Trust: Engineering Reliability and Compliance
Build What Enterprises Depend On
Trust is not optional in enterprise deployment. ITT ARIV applies artificial intelligence with reliability, transparency, and full control, ensuring every decision and data flow remains observable, auditable, and governed within enterprise environments.
Security Overview
Zero Custody Architecture: As part of our AI as a Service approach, we bring the intelligence to the data and never take custody of proprietary information.
Clean Room Execution: Tool execution happens in ephemeral containers; if something looks off, the container is terminated to prevent lateral movement.
Sanitization Layer: All inputs and outputs pass through a layer where named entity recognition models scan for PII and PHI.

Privacy and Compliance
Stateless Inference
Inference by Design
Automated Evidence
GDPR Ready

Responsible AI
Deterministic Guardrails: We wrap probabilistic intelligence in deterministic controls to reduce hallucination impact and prevent unsafe execution.
Action Authority: Agents operate within defined authority boundaries; no agent can exceed its scope without explicit human approval.

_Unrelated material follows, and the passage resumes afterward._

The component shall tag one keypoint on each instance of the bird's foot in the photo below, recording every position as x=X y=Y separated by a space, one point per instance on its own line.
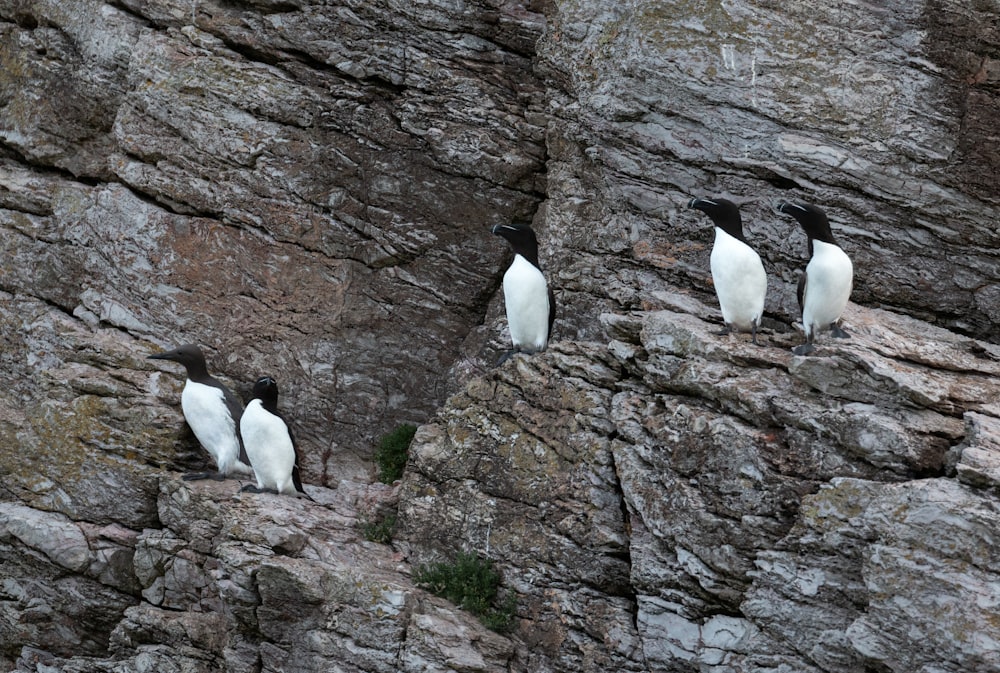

Traceable Logic: Every extraction, classification, or recommendation generated through artificial intelligence is traceable back to source sections for audit and compliance, supported by ITT ARIV’s AI consulting services for enterprise governance and deployment.
Data Residency
Client Controlled Keys
We log metadata for observability, but payloads are encrypted with client-controlled keys.
Isolation
The platform can run fully isolated with on-prem LLMs, enabling custom AI solutions while ensuring there is no requirement to send documents outside the customer boundary.
Deployment Assurance
The Lab Foundation: Before a solution reaches you, it has been stress-tested and hardened in our internal Lab to ensure it survives worst-case scenarios.

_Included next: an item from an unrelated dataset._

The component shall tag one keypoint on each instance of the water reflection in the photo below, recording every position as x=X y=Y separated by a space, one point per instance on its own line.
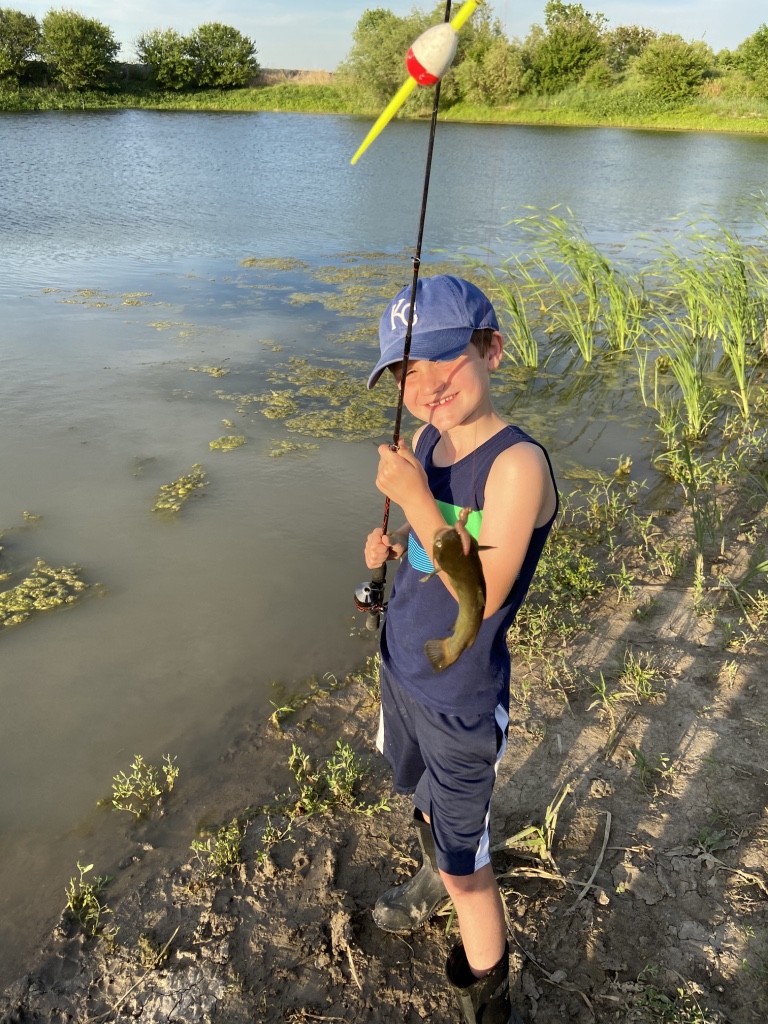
x=201 y=613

Shift Left Evaluation: DeepEval runs LLM unit tests before release to ensure accuracy and safety, enabling reliable AI for business deployments from day one.
Continuous Monitoring: Daily regression tests ensure that upstream model changes do not quietly degrade system behavior.

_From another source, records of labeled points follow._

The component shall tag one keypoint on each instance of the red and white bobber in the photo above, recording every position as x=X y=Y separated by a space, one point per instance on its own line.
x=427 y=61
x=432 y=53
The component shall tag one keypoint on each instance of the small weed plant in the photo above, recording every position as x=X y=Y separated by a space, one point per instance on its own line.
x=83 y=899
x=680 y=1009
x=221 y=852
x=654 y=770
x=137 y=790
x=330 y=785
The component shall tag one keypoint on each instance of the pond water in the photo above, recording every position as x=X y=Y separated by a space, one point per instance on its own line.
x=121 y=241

Frequently Asked Questions
Is my data used to train other models?
No. We follow a zero-custody architecture where models come to the data and no external training occurs on customer information.
How do you prevent hallucinations?
Every answer generated by the artificial intelligence AI system is tied to verified source references, and when supporting evidence is unavailable, the agent is designed to return “not found” instead of producing an unsubstantiated response.
What happens when the AI fails?
Reliability comes from observability; we track every reasoning path and tool call, so failures are diagnosable and fixable.